The age slice is broadly increasing. Younger workers (mid-20s to early 30s) have small or even slightly negative predicted effects; the line crosses into clearly positive territory around age 35–40 and continues climbing through the 50s. The intuition is straightforward: 401(k) eligibility is most valuable to workers with the financial slack and the planning horizon to take advantage of tax-deferred saving. Confidence bands narrow in the middle of the age range where most of the data lives and widen at the extremes.
The same exercise with education looks rather different:
categraph iateplot educ, ///
title("Estimated CATE by years of education") ///
ytitle("tau_hat (dollars)") xtitle("Education (years)")
graph export "stata_cate_iateplot_educ.png", replace width(1200)
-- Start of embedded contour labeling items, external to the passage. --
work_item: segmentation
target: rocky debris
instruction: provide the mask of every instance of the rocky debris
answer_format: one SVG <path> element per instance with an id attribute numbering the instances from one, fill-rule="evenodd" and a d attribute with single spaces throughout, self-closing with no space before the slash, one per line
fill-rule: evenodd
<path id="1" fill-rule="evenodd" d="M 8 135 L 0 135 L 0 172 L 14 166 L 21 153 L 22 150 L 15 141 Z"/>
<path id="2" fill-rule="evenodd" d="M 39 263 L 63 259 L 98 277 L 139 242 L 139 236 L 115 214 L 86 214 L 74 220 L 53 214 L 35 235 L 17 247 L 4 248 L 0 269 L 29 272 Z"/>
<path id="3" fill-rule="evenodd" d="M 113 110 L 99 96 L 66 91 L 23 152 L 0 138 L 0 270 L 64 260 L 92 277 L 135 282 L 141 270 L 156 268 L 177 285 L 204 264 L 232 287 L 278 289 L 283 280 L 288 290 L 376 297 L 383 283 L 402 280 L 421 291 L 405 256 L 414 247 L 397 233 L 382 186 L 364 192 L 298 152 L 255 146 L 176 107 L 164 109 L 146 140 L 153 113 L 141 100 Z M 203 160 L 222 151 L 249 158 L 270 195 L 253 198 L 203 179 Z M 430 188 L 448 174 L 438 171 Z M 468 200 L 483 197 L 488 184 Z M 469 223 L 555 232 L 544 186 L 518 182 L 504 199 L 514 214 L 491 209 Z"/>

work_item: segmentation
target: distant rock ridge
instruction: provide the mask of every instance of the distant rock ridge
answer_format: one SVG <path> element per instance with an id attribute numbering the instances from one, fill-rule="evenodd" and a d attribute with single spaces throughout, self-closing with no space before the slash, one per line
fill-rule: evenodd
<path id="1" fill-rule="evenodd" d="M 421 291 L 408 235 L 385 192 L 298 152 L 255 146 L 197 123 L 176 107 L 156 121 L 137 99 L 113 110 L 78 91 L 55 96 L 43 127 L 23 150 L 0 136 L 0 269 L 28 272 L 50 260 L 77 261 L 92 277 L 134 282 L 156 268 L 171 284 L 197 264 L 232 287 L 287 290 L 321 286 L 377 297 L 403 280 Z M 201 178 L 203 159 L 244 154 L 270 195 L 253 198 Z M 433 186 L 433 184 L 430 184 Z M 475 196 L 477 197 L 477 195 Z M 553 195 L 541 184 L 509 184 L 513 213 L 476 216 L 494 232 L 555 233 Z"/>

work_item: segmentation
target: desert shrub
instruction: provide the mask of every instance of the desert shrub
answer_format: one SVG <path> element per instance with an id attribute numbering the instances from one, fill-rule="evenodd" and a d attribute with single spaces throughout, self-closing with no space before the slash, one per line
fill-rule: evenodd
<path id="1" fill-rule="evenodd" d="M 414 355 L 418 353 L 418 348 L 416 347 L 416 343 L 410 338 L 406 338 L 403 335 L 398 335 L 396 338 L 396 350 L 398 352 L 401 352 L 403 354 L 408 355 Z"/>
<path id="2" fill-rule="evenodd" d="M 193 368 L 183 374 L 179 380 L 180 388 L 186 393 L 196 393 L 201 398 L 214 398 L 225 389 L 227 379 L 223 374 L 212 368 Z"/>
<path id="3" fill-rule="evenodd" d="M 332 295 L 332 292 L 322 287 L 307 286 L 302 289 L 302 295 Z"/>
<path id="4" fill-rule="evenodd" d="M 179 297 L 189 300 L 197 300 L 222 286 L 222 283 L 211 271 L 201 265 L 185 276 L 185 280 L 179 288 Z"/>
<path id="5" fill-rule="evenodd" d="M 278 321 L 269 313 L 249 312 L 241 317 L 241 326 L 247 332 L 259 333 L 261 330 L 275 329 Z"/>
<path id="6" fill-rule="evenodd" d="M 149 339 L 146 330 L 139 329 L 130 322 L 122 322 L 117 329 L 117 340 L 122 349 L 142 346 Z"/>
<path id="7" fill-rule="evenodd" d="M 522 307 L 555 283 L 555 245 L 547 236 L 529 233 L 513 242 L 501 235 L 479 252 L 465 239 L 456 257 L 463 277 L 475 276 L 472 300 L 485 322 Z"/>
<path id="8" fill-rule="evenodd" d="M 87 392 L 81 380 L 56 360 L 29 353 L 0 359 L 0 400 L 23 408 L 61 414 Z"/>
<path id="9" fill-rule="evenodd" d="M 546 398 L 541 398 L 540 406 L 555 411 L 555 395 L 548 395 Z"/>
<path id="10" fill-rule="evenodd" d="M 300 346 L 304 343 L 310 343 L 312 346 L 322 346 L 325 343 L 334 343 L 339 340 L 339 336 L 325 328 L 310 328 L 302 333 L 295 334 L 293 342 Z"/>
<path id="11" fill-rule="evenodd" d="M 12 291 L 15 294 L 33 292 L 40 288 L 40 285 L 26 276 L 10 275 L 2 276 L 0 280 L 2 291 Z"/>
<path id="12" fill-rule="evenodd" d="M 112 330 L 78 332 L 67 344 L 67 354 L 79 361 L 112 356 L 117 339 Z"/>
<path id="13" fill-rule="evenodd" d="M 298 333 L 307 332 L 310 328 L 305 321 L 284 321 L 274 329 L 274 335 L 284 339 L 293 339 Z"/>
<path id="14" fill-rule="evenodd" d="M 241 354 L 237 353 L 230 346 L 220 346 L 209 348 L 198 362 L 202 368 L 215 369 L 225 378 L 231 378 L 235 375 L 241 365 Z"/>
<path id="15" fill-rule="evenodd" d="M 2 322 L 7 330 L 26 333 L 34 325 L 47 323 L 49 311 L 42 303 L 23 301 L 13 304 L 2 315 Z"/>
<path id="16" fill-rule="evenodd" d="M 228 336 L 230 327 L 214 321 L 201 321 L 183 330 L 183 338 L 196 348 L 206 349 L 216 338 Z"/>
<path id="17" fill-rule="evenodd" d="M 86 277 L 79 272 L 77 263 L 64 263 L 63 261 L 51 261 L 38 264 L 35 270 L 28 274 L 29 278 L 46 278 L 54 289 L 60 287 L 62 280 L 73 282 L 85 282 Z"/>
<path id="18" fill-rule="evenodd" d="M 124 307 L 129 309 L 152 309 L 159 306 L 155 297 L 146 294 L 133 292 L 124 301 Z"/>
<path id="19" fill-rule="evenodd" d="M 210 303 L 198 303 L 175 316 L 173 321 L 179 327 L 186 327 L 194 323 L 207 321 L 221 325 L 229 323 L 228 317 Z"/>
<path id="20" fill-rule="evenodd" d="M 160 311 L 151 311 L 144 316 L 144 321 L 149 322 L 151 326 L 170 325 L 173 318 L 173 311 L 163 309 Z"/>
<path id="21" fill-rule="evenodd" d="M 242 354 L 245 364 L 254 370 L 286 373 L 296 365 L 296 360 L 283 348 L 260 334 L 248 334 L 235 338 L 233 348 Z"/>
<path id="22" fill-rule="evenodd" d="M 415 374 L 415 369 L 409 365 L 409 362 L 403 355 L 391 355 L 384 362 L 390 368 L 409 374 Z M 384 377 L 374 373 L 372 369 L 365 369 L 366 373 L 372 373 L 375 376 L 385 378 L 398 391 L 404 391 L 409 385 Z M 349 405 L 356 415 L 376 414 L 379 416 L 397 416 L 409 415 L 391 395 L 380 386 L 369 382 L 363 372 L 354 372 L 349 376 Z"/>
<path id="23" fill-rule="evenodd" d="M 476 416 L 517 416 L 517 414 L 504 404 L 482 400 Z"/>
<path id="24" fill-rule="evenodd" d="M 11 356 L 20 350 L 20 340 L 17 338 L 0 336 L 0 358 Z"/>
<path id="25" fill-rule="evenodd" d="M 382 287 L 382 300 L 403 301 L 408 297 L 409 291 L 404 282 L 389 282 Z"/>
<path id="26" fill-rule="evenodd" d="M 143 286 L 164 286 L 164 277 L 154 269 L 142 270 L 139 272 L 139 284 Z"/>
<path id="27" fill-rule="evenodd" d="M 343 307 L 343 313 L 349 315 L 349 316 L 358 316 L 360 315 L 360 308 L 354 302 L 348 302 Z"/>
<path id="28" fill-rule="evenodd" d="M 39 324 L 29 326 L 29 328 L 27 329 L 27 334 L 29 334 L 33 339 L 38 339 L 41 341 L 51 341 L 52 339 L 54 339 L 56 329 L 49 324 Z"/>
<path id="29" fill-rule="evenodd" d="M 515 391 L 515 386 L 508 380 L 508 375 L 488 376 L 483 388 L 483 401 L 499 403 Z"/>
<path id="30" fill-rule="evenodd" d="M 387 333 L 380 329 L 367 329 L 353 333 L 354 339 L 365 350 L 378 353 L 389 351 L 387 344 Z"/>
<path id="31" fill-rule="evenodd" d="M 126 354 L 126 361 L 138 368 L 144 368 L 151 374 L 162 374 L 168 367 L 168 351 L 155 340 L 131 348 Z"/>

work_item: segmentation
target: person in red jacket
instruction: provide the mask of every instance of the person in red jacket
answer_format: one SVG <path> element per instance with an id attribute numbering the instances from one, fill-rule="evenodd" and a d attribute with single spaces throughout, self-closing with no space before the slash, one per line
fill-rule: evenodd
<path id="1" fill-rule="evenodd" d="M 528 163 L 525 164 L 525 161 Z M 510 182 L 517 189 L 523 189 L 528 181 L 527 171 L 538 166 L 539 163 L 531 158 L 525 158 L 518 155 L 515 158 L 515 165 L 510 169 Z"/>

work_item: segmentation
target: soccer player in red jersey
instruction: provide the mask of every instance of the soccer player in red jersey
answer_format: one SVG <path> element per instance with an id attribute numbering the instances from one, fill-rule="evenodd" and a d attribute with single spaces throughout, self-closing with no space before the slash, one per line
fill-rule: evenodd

The education slice is broadly flat at around \$1,000–\$3,000 across the entire range from 8 to 18 years of schooling. This is consistent with the linear projection (where the education coefficient was small and not significant). It is also a useful negative finding — once you condition on income, education adds little to the predicted effect.
7. Group-level effects: GATE on prespecified groups
Individual-level $\hat{\tau}_i$ is informative but noisy. A common practice is to summarize them by groups — either prespecified (income category, region, education tier) or data-driven (top vs bottom quartile of predicted effect). Stata’s GATE and GATES estimators are the formal versions of these two strategies.
The Group ATE (GATE) on a prespecified group $g$ is
$$\tau(g) = E\{\Gamma_i \mid G_i = g\}$$
In words, this says: the average AIPW orthogonal score $\Gamma_i$ within group $g$ — i.e., the doubly robust per-household effect score, averaged over households assigned to that group. We compute it on the income categories incomecat. The clever bit is reestimate: after running cate po once, we tell Stata to recycle the fitted IATE function and just recompute group means, saving a slow second causal-forest fit.
cate, group(incomecat) reestimate
estat gatetest
GATE | Coefficient Std. err. z P>|z| [95% conf. interval]
incomecat |
0 | 4087.014 987.7124 4.14 0.000 2151.13 6022.90
1 | 1399.398 1663.193 0.84 0.400 -1860.40 4659.20
2 | 5154.329 1349.842 3.82 0.000 2508.69 7799.97
3 | 8532.238 2287.664 3.73 0.000 4048.50 13015.98
4 | 20510.94 4723.741 4.34 0.000 11252.58 29769.30
Group treatment-effects heterogeneity test
H0: Group average treatment effects are homogeneous
chi2(4) = 18.44
Prob > chi2 = 0.0010
categraph gateplot, ///
title("GATE by income category") ///
ytitle("tau_hat (dollars)") xtitle("Income category (1 = low, 5 = high)")
graph export "stata_cate_gate_incomecat.png", replace width(1200)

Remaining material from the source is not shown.